Francuski żandarm przypadkowo oddał strzały podczas przemówienia prezydenta Francois Hollande'a na zachodzie kraju i lekko ranił dwie osoby - poinformowały źródła zaznajomione z tą sprawą, na które powołuje się agencja AFP.
Do incydentu doszło podczas uroczystości z okazji inauguracji nowego połączenia szybkiej kolei TGV.
Nieszczęśliwy wypadek?
Według dziennika "Le Parisien", chodzi o strzelca wyborowego z elitarnej jednostki żandarmerii PSPG, który - chcąc zmienić pozycję - potknął się i przypadkowo pociągnął za spust odbezpieczonej broni. Gazeta podaje, że w wyniku incydentu, do którego doszło w mieście Villognon na zachodzie Francji, obrażenia odnieśli jeden z gości i kelner z miejscowego hotelu.
Portal telewizji BBC powołujący się na lokalne media pisze, że jedna z osób została postrzelona w kostkę, a druga w nogę. Ich życiu nie zagraża niebezpieczeństwo - zapewnili francuscy oficjele, dodaje BBC.
Strzały przerwały na kilka chwil przemówienie Hollande'a, ale wśród zebranych nie doszło do paniki.
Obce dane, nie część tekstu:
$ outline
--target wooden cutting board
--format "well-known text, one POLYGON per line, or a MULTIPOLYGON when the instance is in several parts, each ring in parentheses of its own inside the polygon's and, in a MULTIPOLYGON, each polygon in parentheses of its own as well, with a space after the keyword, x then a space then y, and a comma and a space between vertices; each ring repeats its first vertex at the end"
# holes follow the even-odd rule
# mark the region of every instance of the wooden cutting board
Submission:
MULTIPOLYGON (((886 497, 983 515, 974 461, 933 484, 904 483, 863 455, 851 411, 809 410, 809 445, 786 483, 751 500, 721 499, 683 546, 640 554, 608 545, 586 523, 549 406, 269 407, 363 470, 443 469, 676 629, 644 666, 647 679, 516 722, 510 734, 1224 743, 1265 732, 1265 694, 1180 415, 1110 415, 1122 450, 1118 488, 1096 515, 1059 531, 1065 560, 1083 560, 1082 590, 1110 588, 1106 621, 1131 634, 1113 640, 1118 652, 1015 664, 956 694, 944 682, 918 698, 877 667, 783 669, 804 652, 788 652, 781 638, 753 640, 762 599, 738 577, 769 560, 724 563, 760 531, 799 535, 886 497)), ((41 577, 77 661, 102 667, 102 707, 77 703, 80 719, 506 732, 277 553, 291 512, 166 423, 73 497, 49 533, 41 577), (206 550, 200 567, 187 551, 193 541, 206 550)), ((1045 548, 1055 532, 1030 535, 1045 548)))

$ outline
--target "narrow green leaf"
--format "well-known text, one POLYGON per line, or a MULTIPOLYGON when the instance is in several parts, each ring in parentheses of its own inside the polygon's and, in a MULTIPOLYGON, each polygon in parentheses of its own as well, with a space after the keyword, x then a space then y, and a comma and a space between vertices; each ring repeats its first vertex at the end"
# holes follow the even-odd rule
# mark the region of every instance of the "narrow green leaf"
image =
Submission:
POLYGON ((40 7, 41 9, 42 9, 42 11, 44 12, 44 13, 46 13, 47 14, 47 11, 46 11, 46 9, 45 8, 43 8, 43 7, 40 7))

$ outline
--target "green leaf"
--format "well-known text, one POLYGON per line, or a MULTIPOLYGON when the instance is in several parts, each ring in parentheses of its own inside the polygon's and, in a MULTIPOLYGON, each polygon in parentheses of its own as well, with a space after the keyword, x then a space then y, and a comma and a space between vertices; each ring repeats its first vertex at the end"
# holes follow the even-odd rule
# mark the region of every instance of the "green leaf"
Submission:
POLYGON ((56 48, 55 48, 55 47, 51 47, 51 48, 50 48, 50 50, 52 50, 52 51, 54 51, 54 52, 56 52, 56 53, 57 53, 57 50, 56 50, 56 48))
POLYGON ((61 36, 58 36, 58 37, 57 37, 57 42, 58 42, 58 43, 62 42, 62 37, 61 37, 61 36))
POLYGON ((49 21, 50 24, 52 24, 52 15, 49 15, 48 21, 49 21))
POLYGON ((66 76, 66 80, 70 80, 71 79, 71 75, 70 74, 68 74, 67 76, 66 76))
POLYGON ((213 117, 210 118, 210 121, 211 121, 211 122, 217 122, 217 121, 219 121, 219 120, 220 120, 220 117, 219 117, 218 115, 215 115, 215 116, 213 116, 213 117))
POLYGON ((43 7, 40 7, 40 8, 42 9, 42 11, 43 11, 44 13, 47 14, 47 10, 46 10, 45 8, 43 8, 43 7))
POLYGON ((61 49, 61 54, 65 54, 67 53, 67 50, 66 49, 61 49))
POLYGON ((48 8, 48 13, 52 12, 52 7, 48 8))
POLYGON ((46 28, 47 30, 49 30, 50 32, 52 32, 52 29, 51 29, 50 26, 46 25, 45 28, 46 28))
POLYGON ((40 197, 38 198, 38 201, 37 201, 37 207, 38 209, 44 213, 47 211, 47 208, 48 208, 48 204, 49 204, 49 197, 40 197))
Na nagraniu z przemówienia szefa państwa słychać głośny dźwięk przypominający strzał. - Mam nadzieję, że to nic poważnego - powiedział Hollande i po krótkiej przerwie kontynuował przemówienie.
Incydent nie spowodował ewakuacji szefa państwa. Francuska prokuratura otworzyła śledztwo w tej sprawie.